Tiles from the former Chatsbury Slate Quarry were used for roofing in a number of buildings in Sydney, Canberra, Melbourne and Brisbane – and a Taralga local has shared a slice of that history in a recent talk at the Goulburn Soldiers Club.

Organised by the Goulburn District Historical and Genealogical Society, the talk on the quarry – better known as ‘Slatevale’ – was presented by Daily Telegraph cartoonist Warren Brown on 18 August.

An author and columnist, Brown and his partner Tanya Creer purchased the Chatsbury Slate Quarry five years ago, and they are keen to share the history of this piece of Goulburn’s past.

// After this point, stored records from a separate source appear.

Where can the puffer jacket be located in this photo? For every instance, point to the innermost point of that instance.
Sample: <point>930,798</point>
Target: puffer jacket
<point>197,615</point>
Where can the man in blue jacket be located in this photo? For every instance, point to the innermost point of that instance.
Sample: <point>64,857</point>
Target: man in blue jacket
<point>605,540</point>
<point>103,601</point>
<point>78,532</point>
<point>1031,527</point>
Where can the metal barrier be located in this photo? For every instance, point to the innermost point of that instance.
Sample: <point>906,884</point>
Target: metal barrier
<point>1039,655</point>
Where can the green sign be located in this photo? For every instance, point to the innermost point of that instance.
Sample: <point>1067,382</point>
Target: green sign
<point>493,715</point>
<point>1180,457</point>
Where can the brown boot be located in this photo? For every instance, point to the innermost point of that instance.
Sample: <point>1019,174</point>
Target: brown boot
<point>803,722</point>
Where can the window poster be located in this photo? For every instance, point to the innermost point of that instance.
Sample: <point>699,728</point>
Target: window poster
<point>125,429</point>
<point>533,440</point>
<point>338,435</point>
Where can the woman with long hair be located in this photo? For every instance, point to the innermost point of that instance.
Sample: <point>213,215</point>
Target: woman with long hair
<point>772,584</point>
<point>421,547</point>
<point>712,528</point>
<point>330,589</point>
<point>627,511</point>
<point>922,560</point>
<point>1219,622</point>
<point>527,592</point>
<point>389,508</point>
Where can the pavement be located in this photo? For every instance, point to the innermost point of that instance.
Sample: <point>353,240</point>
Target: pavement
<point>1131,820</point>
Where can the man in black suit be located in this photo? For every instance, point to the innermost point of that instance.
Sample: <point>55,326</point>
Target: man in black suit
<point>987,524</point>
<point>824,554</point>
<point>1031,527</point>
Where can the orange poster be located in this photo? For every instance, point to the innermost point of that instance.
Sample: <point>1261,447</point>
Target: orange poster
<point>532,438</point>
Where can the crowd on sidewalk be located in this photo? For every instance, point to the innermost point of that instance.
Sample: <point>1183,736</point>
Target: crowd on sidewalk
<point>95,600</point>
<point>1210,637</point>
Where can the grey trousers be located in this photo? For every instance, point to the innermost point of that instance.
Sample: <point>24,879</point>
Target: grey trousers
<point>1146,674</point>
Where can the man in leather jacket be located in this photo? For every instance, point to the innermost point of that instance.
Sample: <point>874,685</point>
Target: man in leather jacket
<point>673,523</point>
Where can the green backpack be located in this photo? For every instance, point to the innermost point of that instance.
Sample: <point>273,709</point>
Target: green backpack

"We've become so overawed with the place – I learn something new about it everyday. I'm determined to write up its history," Brown said, adding that he knew nothing about quarrying and slate at that time, but was struck by the beautiful product.

They own an extensive collection of photographs (some of which are published here), and have even met people who travelled back from overseas to visit the quarry where they used to work.

“The history of the quarry is astonishing – we're forever finding someone wandering up the driveway whose great-grandfather worked here and want to have a look. We've had people travel out here from Wales – believe it or not – for the sole purpose of visiting the quarry," Brown said.

Society spokesperson Heather West said the quarry on the Middle Arm Road, 20km from Goulburn, employed many locals in the district at the turn of the 20th century – from the 1890s to the early 1900s.

The Saints Peter & Paul (Old) Catholic Cathedral that used these tiles still stands near the quarry site that attracted many Welsh miners in the early 20th century.

"I think of those miners they brought out here from Wales and wonder, ‘What would they have made of summer here?’ The bloody heat, the bloody brown snakes, the bloody funnel-web spiders," Brown said, adding that stories abound of the Welsh miners singing as they returned across the paddocks from the Chatsbury Hotel.

 High quality slate

West said the quality of the slate was extremely good and “assessed as the best available in Australia”.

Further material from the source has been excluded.